[CentOS] /bin/su wont work inside a chroot?

Mon Aug 2 00:31:11 UTC 2010
Gordon Messmer <yinyang at eburg.com>

On 08/01/2010 08:01 AM, Jason Pyeron wrote:
> So my hack will not work either...
> [root at devserver21 ~]# echo 0>/selinux/enforce
> [root at devserver21 ~]# chroot /var/mnt/192.168.1.52
> [root at devserver21 /]# passwd apache
> passwd: user_u:system_r:initrc_t is not authorized to change the password of
> apache

How'd you end up in that context?  Did you boot to single-user mode?
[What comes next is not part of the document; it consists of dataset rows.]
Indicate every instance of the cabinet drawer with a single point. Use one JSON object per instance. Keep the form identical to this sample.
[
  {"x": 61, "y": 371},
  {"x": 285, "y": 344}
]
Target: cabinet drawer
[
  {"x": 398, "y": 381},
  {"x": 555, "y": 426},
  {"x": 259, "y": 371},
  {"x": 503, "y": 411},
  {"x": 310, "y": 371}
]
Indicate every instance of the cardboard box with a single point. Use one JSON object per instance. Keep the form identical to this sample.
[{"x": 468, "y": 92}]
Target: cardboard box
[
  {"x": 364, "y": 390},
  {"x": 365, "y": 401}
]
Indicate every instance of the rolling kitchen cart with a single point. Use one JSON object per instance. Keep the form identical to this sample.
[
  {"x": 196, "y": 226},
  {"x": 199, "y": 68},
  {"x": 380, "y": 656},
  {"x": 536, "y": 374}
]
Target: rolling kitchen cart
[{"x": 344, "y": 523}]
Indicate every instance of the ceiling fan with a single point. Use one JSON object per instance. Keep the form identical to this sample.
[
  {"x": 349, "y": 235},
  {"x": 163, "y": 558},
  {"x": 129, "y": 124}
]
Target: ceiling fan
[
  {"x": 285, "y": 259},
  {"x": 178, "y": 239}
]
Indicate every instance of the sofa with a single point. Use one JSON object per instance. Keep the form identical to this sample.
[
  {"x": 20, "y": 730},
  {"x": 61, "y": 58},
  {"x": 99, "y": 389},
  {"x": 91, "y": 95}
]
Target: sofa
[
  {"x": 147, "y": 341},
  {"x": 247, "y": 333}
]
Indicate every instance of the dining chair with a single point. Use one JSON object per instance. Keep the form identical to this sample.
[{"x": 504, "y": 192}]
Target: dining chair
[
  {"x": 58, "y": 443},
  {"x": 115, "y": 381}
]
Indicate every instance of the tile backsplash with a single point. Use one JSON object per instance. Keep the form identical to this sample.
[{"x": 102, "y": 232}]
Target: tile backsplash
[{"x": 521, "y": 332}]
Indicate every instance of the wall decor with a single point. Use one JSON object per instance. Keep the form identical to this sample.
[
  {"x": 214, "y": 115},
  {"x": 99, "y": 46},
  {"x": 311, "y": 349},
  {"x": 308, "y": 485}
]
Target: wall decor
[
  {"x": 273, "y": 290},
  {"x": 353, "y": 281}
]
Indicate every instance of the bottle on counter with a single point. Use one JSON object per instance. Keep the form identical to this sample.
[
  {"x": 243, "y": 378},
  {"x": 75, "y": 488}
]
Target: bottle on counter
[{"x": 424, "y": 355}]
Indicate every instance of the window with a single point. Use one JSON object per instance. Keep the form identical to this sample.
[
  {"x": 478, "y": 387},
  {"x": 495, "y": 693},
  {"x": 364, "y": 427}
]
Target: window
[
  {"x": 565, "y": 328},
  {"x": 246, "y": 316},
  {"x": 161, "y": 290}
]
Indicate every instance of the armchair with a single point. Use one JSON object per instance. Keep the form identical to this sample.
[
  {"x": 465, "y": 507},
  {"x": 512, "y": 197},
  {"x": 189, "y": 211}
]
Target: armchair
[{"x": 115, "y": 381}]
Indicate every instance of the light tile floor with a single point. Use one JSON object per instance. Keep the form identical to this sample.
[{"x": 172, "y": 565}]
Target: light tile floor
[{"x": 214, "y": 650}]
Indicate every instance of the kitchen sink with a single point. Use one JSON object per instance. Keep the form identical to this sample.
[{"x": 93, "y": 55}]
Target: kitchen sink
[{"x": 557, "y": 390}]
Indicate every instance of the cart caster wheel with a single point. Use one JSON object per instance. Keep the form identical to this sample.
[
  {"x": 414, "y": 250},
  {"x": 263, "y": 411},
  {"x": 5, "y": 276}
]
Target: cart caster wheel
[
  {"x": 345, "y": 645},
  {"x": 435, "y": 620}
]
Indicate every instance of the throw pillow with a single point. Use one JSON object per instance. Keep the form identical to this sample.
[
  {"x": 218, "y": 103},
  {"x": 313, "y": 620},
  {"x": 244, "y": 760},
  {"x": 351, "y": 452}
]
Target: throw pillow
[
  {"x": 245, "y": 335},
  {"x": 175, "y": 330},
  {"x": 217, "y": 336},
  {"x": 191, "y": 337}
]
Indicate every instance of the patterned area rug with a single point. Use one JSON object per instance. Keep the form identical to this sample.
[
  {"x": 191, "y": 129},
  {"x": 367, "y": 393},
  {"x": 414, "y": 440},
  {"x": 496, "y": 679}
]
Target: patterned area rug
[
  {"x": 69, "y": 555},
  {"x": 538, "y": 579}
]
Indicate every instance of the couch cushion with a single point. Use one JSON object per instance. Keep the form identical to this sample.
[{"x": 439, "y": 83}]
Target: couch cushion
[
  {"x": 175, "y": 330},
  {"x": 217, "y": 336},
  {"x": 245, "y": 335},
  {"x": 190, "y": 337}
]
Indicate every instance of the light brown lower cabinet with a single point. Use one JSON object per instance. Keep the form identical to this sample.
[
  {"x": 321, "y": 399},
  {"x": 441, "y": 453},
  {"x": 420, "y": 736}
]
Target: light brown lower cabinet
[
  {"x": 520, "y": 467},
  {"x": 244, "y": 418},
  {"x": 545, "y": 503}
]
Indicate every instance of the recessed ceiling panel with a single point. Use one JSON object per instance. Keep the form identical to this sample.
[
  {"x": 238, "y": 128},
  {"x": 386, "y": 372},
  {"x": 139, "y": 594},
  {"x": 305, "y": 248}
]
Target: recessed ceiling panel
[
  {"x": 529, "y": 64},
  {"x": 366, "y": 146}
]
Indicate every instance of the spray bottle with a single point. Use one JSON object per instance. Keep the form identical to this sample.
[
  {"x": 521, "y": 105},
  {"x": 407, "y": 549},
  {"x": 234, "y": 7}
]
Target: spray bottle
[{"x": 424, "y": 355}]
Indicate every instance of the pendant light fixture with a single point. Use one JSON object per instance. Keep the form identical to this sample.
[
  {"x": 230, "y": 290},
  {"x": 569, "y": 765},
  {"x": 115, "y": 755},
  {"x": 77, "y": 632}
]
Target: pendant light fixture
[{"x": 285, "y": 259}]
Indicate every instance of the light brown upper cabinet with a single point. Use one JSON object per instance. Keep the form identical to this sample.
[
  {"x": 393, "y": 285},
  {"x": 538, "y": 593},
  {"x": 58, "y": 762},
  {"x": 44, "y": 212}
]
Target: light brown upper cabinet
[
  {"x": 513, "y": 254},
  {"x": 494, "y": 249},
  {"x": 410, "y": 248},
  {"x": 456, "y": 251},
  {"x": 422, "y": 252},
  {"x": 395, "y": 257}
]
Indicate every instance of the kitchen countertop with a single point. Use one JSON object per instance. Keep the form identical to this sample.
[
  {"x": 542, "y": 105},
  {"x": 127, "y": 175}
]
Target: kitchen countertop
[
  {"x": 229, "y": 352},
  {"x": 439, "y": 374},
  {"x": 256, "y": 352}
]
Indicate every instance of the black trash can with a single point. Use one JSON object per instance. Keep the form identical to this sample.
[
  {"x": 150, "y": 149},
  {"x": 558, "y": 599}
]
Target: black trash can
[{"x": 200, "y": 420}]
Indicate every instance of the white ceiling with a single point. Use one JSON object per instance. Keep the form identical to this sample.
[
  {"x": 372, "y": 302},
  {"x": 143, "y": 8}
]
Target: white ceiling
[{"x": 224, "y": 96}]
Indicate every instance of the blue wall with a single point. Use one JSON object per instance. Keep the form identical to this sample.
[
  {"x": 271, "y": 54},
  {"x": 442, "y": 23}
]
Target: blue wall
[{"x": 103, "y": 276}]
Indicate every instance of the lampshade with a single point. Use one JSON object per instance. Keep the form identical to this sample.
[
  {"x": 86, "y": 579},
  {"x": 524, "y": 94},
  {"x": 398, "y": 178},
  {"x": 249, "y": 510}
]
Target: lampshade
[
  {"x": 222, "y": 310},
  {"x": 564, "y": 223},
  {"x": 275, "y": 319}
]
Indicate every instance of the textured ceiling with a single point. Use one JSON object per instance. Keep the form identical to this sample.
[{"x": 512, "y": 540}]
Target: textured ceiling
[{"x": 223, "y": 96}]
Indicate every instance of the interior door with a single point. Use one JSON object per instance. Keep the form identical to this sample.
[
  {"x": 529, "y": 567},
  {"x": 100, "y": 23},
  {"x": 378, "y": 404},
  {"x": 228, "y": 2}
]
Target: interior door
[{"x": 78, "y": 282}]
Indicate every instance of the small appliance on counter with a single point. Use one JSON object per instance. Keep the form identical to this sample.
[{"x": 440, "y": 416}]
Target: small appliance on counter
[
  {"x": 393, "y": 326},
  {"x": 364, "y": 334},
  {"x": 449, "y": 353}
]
I only have CentOS 5 on which to test.  On the host, root normally logs 
in to an unconfined domain:

# id
uid=0(root) gid=0(root) 
groups=0(root),1(bin),2(daemon),3(sys),4(adm),6(disk),10(wheel) 
context=user_u:system_r:unconfined_t

If I chroot, I'm still unconfined:

# chroot /var/lib/mock/centos-5-x86_64/root/
bash-3.2# id
uid=0(root) gid=0(root) 
groups=0(root),1(bin),2(daemon),3(sys),4(adm),6(disk),10(wheel) 
context=user_u:system_r:unconfined_t:s0

... and why you'd be getting SELinux warnings after disabling enforcing 
mode is odd, too.  What to "getenforce" and "setenforce permissive" tell 
you?  Is /selinux actually a mounted filesystem?